Los números que maneja Frontex entre 2021 y 2026 respaldan la comparación que hizo Pedro Sánchez: Italia registró 478.600 entradas irregulares frente a las 234.760 contabilizadas en España. "No es tiempo de dividir. Es tiempo de seguir construyendo una UE fuerte y unida", escribió el presidente español en X. La Comisión Europea, por su parte, recordó que Ceuta y Melilla no están sujetas a la normativa Schengen y pidió evitar especulaciones sobre las causas de la emergencia.

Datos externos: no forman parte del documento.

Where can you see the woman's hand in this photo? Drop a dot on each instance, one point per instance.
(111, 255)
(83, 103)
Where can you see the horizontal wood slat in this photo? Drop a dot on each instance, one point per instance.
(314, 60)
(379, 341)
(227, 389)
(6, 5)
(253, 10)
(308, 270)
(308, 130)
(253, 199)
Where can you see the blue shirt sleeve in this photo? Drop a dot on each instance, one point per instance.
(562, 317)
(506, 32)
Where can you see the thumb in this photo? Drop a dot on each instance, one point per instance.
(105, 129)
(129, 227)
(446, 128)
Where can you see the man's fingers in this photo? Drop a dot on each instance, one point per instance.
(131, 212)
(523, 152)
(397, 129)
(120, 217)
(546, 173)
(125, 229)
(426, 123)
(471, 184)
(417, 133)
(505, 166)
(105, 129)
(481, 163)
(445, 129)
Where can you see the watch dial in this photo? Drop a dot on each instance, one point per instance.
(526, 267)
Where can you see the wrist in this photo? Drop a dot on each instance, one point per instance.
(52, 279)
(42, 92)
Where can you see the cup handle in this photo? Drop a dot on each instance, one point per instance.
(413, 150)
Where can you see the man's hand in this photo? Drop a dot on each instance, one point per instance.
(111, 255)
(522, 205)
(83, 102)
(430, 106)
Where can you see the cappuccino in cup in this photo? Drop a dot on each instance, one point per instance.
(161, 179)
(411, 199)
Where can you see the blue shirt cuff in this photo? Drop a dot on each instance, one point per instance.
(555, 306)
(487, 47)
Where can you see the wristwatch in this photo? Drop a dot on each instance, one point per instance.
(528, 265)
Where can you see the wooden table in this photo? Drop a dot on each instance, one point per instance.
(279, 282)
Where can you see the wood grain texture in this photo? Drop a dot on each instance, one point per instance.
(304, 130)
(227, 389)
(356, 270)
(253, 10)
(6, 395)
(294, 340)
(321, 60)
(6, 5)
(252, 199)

El respaldo a España llegó también desde París y Washington. El presidente francés, Emmanuel Macron, expresó su solidaridad con el gobierno de Sánchez, mientras su ministro del Interior, Laurent Nuñez, anunció que multiplicará por cinco el número de policías y gendarmes en la frontera franco-española. En tanto, Donald Trump calificó las imágenes como terribles y lanzó una advertencia: "Así estaremos nosotros dentro de tres años si gana el bando equivocado".

El Ejército refuerza la frontera ante la crisis migratoria

La ministra de Defensa, Margarita Robles, anunció que el Ejército permanecerá en Ceuta "el tiempo que sea necesario" para reforzar la labor de la Guardia Civil. Robles subrayó que la situación no es una guerra, sino un escenario donde intervienen individuos engañados por las mafias. Los efectivos militares se desplegaron a pie de playa en el Tarajal para impedir el acceso por mar.

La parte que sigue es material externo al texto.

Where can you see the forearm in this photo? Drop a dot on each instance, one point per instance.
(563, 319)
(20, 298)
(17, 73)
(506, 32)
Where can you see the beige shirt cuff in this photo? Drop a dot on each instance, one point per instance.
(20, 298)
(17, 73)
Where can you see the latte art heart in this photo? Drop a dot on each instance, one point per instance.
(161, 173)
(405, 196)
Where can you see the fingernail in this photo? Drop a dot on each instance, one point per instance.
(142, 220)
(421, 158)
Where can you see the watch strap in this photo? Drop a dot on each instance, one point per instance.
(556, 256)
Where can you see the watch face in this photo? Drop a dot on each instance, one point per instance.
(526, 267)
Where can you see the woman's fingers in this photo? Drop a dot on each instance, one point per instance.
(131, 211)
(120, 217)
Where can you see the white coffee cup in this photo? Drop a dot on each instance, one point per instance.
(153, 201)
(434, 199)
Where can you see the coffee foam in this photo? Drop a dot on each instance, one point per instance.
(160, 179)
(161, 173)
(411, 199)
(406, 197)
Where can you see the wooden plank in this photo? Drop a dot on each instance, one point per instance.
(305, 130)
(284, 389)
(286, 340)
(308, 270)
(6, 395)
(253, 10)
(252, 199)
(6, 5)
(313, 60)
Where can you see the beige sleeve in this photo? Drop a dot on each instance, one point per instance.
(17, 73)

La crisis se produce tras la visita de Sánchez a Argelia el 20 de julio, la primera en cuatro años, en un contexto de tensiones entre España y Marruecos por el giro de Madrid en el Sáhara Occidental. En Castillejos, la ciudad marroquí fronteriza con Ceuta, cientos de personas intentaron cruzar la valla mientras la policía local se retiraba, según testimonios de la AFP. Abdelhakim, un migrante que recorrió "14 km a pie por las montañas", contó que vio morir a dos jóvenes en el mar y decidió retroceder: "Me recordé que tenía dos hijos".

El Movimiento Sumar responsabilizó a Marruecos de utilizar a los migrantes como instrumento de presión política contra España. "Lo ocurrido es una decisión de una dictadura que ha puesto en riesgo la vida de miles de personas", denunció en un comunicado. Vivas coincidió en que se trata de una manipulación de su población con fines partidistas y recordó que en mayo de 2021 ocurrió un episodio similar cuando Rabat relajó los controles fronterizos durante una disputa diplomática.

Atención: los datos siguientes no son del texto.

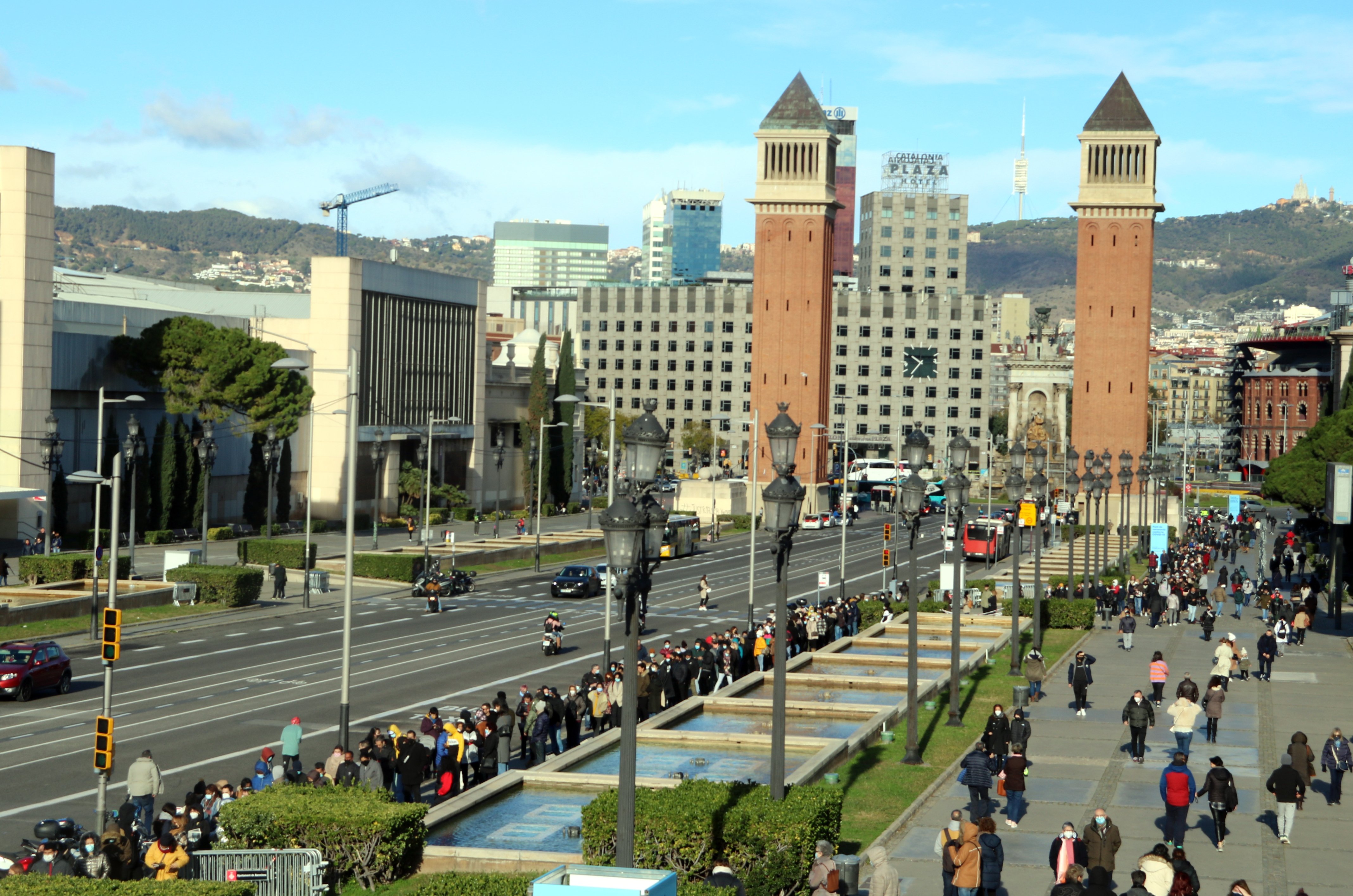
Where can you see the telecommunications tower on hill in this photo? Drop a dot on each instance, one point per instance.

Los centros de acogida de menores están colapsados: antes de la crisis albergaban a 180 menores y ahora a 750, lo que supone una sobreocupación del 2.400%. Ante esta situación, el gobierno anunció medidas coyunturales como el despliegue de boyas en el espigón para crear una barrera de contención visible que marque la línea fronteriza. Sánchez, sin criticar directamente a Marruecos, aseguró que las autoridades vecinas cooperan en las devoluciones y se mostró abierto a estudiar una reforma de la ley de extranjería para agilizar las repatriaciones.